In fantasy land and fairy tales, there is this thing called equivalent groups.  People are randomly assigned to a control group and a treatment group. Everyone in the treatment group receives the same treatment, for example, being sprinkled with exactly three teaspoons of fairy dust, and everyone in the control group does not. The two groups are equivalent except for this treatment and any difference between the groups is due to the three-teaspoon treatment – or so the story goes.

We have written a computer game to teach math. We are extremely fortunate that the community has exactly two schools, about 30 miles apart. The income and racial distribution is identical between the two schools – both are 99% Native American and 99% low-income. The pretest scores were equivalent. Perfect, yes?

One very cool thing about our game is, unlike a lot of web-based games, it tracks individual students by day, not just their answers but how much time they spent playing the game.  Let me show you a picture of just one example.

Minutes by class

These bars represent the number of minutes played by each group, with the teachers’ names removed for confidentiality. In six weeks, one class has played the game a total of 370 minutes, another 220 minutes and the other two somewhere in between.  Theoretically, each class was supposed to play for 90 minutes each week – these were equivalent groups. That did not turn out to be the case. They were all SCHEDULED for 90 minutes. However, what we are able to measure here is time on task – from when the student completed the first task in the game to the last task before the student logged out.

The group with the green bar started out with two 45-minute periods per week, while the two groups to the left started out with three, 30-minute periods a week. Not surprising, our green group ended up showing more time actually playing the game because the other two groups had 50% more time spent in set-up and logging off. With 16 or 18 little kids, it takes ten minutes for everyone to get a laptop, turn it on, plug in headphones, plug in the mouse, log in, start up the game, and then do it again at the end.

You might assume this would be true and compare the group that did two 45-minute periods with the ones that did three 30-minute periods. Not so fast, cowboy. Our final group spent a total of 254 minutes on task, and THEY had two 45-minute periods scheduled each week also. What happened with this group was that they were scheduled to do the game in a computer lab and there was frequently a scheduling conflict so that time was spent locating an alternate site.

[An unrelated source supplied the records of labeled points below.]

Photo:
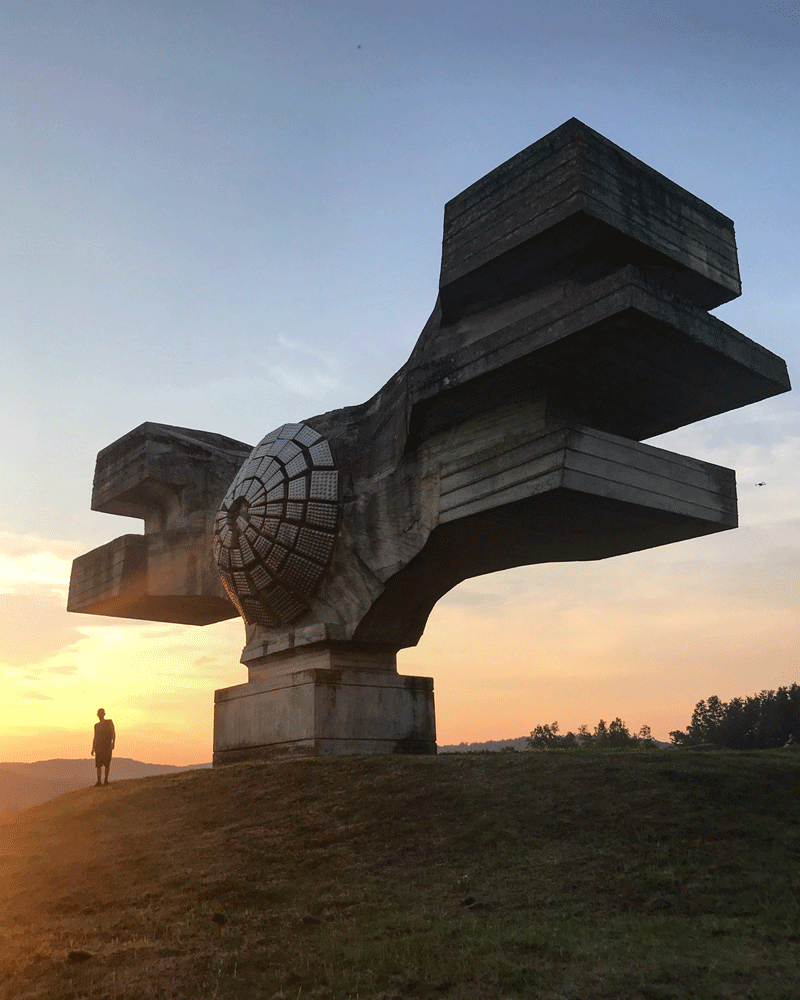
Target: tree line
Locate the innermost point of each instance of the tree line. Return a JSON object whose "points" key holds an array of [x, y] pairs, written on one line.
{"points": [[763, 721]]}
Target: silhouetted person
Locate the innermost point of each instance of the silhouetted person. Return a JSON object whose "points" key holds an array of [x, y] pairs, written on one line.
{"points": [[103, 744]]}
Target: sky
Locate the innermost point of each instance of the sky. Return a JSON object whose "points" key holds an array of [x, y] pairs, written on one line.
{"points": [[227, 215]]}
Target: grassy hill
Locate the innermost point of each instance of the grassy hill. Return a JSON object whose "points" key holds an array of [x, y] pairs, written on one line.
{"points": [[585, 875]]}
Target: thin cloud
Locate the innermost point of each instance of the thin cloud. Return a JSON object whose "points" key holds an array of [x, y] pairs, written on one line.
{"points": [[304, 371]]}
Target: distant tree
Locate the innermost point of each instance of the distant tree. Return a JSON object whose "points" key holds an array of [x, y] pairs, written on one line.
{"points": [[611, 736], [619, 736], [645, 737], [544, 737], [760, 721]]}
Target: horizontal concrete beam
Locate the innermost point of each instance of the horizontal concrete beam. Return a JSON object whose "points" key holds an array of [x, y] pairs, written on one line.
{"points": [[622, 354]]}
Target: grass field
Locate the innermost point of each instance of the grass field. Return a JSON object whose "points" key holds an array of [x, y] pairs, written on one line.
{"points": [[585, 875]]}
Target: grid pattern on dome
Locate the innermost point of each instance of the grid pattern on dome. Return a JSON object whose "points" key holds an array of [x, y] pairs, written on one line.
{"points": [[275, 531]]}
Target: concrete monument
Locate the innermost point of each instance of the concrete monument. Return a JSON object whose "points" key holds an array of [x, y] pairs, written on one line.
{"points": [[572, 322]]}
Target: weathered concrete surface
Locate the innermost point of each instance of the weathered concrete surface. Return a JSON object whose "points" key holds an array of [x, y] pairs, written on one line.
{"points": [[325, 700], [173, 479], [572, 323], [574, 201]]}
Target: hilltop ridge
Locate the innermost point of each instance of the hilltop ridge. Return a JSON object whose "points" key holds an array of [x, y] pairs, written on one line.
{"points": [[559, 876], [24, 784]]}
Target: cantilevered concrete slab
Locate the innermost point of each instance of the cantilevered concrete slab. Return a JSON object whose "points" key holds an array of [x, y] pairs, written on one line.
{"points": [[572, 323]]}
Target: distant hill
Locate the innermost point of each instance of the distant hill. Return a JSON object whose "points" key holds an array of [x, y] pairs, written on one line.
{"points": [[27, 784]]}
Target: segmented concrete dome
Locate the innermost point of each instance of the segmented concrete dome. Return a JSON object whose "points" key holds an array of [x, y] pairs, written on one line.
{"points": [[275, 531]]}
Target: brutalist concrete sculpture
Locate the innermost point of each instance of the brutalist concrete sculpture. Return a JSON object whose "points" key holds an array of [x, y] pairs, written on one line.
{"points": [[572, 322]]}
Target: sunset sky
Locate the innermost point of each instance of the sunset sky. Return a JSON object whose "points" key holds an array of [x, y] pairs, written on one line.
{"points": [[227, 215]]}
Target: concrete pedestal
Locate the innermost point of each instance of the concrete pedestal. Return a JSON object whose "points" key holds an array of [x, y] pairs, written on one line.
{"points": [[324, 700]]}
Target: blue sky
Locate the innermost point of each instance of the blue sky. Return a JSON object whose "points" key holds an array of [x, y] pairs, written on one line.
{"points": [[227, 215]]}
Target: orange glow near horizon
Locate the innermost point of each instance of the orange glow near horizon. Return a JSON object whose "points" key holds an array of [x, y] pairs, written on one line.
{"points": [[643, 637]]}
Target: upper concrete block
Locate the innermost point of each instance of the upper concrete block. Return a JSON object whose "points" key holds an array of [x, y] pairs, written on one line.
{"points": [[624, 354], [574, 199]]}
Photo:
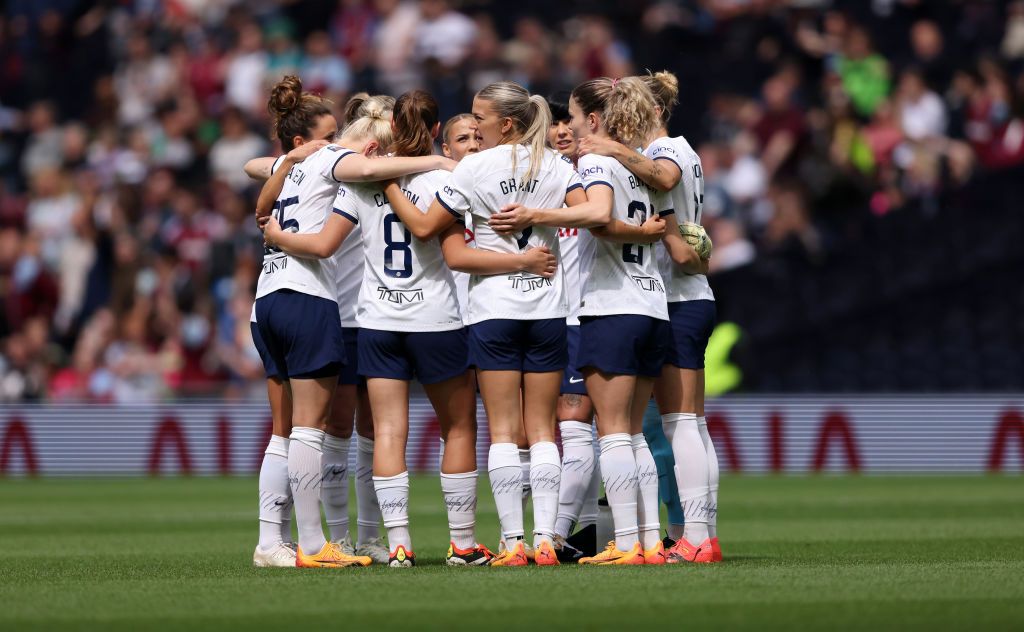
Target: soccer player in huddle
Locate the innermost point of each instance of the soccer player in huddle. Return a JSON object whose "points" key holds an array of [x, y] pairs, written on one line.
{"points": [[624, 317], [292, 296], [671, 165], [581, 474]]}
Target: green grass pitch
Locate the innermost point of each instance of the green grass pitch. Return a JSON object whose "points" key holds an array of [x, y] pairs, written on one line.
{"points": [[801, 552]]}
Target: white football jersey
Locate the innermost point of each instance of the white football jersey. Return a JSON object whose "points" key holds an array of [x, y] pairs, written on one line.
{"points": [[621, 278], [462, 279], [481, 184], [406, 284], [303, 207], [348, 276], [687, 200], [568, 245]]}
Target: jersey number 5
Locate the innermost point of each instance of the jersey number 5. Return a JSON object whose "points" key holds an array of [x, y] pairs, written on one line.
{"points": [[279, 213], [401, 246], [629, 255]]}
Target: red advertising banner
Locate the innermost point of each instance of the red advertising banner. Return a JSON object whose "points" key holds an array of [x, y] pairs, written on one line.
{"points": [[842, 433]]}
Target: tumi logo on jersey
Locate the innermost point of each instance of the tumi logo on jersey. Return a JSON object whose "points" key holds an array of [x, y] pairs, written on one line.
{"points": [[528, 283], [273, 265], [649, 284], [399, 297], [381, 199]]}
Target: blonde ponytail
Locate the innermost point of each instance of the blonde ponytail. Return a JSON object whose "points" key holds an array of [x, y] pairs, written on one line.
{"points": [[665, 86], [530, 119], [626, 108], [370, 118]]}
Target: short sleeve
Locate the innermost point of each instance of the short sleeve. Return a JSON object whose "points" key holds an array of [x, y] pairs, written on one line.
{"points": [[592, 172], [344, 205], [664, 151], [454, 195], [332, 156]]}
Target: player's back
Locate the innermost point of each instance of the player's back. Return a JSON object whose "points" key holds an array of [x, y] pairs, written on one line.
{"points": [[687, 201], [621, 278], [406, 284], [303, 206], [485, 182]]}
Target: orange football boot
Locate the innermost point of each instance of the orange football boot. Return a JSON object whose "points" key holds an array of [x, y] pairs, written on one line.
{"points": [[684, 551]]}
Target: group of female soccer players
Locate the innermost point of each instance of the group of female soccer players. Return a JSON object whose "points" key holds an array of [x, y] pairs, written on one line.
{"points": [[562, 308]]}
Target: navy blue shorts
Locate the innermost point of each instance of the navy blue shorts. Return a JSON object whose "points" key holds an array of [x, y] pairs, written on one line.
{"points": [[692, 324], [505, 344], [350, 372], [572, 379], [301, 335], [623, 344], [427, 356], [268, 366]]}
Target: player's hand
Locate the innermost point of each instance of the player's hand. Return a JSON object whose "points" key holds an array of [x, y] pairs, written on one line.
{"points": [[304, 151], [539, 261], [598, 145], [270, 229], [653, 227], [512, 218]]}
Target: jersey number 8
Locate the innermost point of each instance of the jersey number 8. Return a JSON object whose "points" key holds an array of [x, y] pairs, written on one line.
{"points": [[392, 246], [629, 255]]}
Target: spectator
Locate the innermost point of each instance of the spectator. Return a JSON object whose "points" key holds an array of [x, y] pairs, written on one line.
{"points": [[922, 113], [246, 71], [864, 74], [323, 71], [236, 145]]}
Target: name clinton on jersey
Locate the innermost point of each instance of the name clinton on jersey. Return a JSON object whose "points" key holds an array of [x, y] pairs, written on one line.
{"points": [[381, 200], [648, 284]]}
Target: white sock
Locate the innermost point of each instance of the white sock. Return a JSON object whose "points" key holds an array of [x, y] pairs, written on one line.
{"points": [[619, 468], [691, 471], [590, 511], [578, 469], [505, 472], [368, 517], [304, 475], [648, 507], [676, 531], [334, 494], [460, 498], [274, 495], [545, 478], [524, 464], [711, 507], [392, 494]]}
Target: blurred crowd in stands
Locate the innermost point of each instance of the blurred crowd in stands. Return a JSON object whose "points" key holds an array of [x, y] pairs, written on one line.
{"points": [[128, 254]]}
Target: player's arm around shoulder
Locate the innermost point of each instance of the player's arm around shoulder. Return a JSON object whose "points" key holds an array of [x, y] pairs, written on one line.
{"points": [[460, 257]]}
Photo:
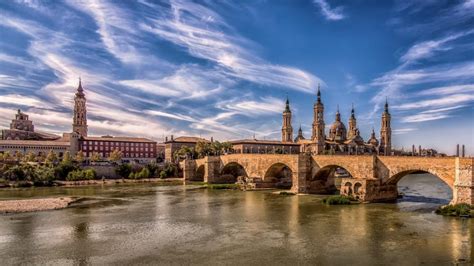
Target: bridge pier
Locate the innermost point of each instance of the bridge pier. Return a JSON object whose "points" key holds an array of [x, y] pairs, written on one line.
{"points": [[463, 191]]}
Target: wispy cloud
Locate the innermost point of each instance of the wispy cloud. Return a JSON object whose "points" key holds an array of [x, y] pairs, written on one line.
{"points": [[423, 117], [203, 38], [429, 48], [446, 101], [445, 90], [328, 12], [266, 105]]}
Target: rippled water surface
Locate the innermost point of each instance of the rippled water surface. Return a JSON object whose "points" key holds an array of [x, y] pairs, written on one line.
{"points": [[183, 225]]}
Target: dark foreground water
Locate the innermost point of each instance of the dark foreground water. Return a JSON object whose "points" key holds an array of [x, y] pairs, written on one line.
{"points": [[145, 224]]}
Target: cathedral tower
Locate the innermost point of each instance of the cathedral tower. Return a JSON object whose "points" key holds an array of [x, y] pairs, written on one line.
{"points": [[318, 125], [352, 132], [386, 132], [287, 129], [79, 124]]}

We had three groups that had 220, 254 and 255 minutes on task. Surely they would be comparable, no?  In fact, the fourth-grade classroom that had 255 minutes on task had a standard deviation of 14 minutes, with a mean of 28. The class that had 254 minutes had a mean of 36 and a standard deviation of 31.  Looking at the distribution overall by grade may help.

Distribution by grade

So, you can see that even though the mean for the fifth grade class was equivalent, the distribution was quite different.  With all that running around the school to find a replacement room, over half of the sessions with this class ended up with 10 minutes of time on task.

My point is that these four classes were ALL supposed to be equivalent. The brilliant idea we had was to do a 2 x 2 ANOVA with group (control versus intervention) and grade level. However, as you can clearly see, there are more differences between the groups than grade. There are differences in the total number of minutes playing the game, the average time they were able to play it and probably a lot more.

I strongly suspect that this type of dilution and variation of the treatment effect happens ALL of the time. One could argue (and I would agree) that this is evidence of the need for mixed models with consideration of classroom as a random effect. I would argue even more, though, that this is also evidence of how useful it is to have a constant view of what is actually happening in our intervention, as opposed to what is SUPPOSED to be happening.